Mauvaise nouvelle pour Banca Carige. La Consob, le gendarme des marchés italien, a contesté mercredi les comptes de la caisse d’épargne de Gênes, huitième établissement transalpin par les actifs (44 milliards d’euros) et dixième par la capitalisation. Conséquence, le titre a terminé la séance en baisse de 2,41% à la Bourse de Milan (à 0,43 euro).

La Consob reproche à Carige des erreurs dans ses comptes 2012 et ceux du premier semestre 2013. Alors que la caisse d’épargne a déclaré une perte de 30 millions d’euros à fin juin, elle a recalculé ses résultats en tenant compte des remarques du superviseur. Selon l’hypothèse la plus défavorable, les pertes se monteraient à 602 millions d’euros. Pour l’exercice 2012, Carige aurait sous-estimé ses pertes de moitié (63 millions, contre 133 millions selon le scénario le plus défavorable). Tout en menant cet exercice, l’établissement, audité par EY, a toutefois rejeté les conclusions de l’autorité.

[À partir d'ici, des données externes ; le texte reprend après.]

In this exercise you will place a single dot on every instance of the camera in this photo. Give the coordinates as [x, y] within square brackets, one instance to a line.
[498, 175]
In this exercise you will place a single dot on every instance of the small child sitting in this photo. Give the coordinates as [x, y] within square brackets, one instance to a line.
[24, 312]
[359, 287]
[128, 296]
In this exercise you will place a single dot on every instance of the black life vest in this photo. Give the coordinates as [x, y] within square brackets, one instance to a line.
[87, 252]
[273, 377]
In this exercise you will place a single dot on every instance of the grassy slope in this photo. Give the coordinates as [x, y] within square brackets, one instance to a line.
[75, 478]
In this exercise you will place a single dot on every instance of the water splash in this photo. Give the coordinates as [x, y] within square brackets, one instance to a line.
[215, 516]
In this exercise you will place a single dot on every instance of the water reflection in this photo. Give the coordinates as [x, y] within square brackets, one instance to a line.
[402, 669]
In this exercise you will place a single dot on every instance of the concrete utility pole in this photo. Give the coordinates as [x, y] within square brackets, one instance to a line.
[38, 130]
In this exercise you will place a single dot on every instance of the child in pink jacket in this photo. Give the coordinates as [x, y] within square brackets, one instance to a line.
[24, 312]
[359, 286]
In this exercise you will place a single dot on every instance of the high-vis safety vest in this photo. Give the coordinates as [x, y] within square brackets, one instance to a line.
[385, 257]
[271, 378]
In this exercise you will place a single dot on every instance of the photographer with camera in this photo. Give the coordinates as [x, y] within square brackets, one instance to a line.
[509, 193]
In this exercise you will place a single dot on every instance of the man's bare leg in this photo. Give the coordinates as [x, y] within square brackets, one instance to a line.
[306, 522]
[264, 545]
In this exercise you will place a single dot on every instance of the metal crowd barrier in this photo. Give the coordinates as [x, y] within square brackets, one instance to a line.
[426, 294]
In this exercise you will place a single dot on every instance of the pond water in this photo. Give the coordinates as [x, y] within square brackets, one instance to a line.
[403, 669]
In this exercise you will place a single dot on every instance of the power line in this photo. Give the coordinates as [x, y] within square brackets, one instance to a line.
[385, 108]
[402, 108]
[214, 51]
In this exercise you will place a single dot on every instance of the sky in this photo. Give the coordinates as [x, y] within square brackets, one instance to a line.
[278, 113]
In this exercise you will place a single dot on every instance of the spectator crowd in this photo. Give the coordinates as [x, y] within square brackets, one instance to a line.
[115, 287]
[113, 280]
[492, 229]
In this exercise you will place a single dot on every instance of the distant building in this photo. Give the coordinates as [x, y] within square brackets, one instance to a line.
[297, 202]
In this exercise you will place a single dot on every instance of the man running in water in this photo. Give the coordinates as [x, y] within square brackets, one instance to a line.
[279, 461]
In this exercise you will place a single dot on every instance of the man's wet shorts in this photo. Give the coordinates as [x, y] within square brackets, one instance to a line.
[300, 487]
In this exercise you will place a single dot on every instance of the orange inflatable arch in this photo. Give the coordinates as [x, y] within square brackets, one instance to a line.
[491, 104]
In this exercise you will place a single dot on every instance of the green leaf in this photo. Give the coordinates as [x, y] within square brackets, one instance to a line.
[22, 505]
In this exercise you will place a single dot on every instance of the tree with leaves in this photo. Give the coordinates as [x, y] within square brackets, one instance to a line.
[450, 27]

Quelles conséquences sont à attendre? «La plupart des conclusions de la Consob ont déjà été intégrées dans les comptes du troisième trimestre par la nouvelle direction», nuance Luigi Tramontana, analyste chez Banca Akros. Carige a en effet enregistré une perte de 1,31 milliard d’euros au 30 septembre, après avoir déprécié ses survaleurs de 1,65 milliard d’euros.

Carige fait partie des 15 établissements italiens supervisés par la Banque centrale européenne (BCE) en 2014, dans le cadre de sa revue de la qualité des actifs (asset quality review, ou AQR). L’AQR est le prélude aux prochains tests de résistance de l’Autorité bancaire européenne – un processus qui entre dans le cadre de la mise en place du mécanisme de supervision unique pour les banques de la zone euro.

Chacun joue une partie serrée. Dans les pays où le système financier compte parmi les plus fragiles, les autorités poussent leurs établissements à nettoyer leurs bilans. Le taux net de créances douteuses atteignait en Italie 15,6% au 30 septembre, en hausse de 69% en montant depuis le début de l’année. Avant même que la Consob ne conteste ses comptes, Carige devait renforcer ses fonds propres de 800 millions d’euros avant la fin du mois de mars. La caisse est contrôlée à 46,6% par la fondation CR Genova e Imperia. L’affaire est aussi suivie avec attention de l’autre côté des Alpes: le groupe mutualiste français BPCE détient en effet 9,99% de Carige.